I remember to have found some documentation (maybe some --help for a Kubo command) that describes how a local blocks filesystem is created, but can’t find it back now.
I remember it was referencing to how Github organises its file system: using 1 level directories with 2 characters.
For example from hash CIQA272DMOWSAP3RBQQJESHRQWMQM76EAHLAD2XUDXWRMFVKZLLPDYQ, it takes DY as 2 characters from the last 3 characters and puts it into directory .blocks/DY/CIQA272DMOWSAP3RBQQJESHRQWMQM76EAHLAD2XUDXWRMFVKZLLPDYQ.data
But where can I find this documentation, so I can write a script that could convert a hash to filesystem path.
Is directory to be always first 2 characters from the 3 last ones?

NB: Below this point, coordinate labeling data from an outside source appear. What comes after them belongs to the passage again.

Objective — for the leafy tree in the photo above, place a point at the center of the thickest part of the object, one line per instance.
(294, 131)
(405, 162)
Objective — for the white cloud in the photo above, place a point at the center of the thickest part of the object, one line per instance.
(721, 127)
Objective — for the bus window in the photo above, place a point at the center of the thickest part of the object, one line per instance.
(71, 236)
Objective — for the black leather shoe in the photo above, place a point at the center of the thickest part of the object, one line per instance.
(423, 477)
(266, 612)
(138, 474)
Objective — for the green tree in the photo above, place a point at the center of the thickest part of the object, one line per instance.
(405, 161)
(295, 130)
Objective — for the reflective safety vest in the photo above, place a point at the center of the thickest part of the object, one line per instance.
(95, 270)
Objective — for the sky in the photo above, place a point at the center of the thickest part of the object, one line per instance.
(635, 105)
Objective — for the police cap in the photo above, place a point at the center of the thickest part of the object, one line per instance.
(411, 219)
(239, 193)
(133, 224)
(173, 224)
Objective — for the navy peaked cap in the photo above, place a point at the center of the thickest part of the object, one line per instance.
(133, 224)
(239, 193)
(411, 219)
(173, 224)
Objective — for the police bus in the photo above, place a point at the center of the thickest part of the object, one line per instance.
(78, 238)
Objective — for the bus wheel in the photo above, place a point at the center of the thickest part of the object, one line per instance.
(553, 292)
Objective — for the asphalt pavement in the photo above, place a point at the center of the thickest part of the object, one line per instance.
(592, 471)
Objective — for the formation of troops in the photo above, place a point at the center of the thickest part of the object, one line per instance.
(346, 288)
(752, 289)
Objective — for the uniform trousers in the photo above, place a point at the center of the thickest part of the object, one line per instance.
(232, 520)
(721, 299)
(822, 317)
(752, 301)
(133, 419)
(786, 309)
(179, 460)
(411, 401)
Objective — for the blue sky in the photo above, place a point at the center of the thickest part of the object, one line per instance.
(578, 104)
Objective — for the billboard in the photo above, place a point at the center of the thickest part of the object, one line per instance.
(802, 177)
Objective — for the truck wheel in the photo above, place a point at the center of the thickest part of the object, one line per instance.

UPDATE: I have found a quite comprehensive description at Understanding the filenames inside .ipfs/blocks/ on how do you convert from CIDv0 to blocks filesystem CIDv1, then to actual filename and vice verca.
The documentation I was looking for is found in .ipfs/blocks/_README

It also mentions that bigger files are being split into several blocks.

My idea was to make symlinks over the pinned files to pretend them like just normal local files. This is because this domain/path is being already configured to be cached by Cloudflare when caching a separate IPFS node might be problematic because of possible many undesired/unpinned files.

The symlink method perfectly works but according to Reddit article will not work properly for bigger files.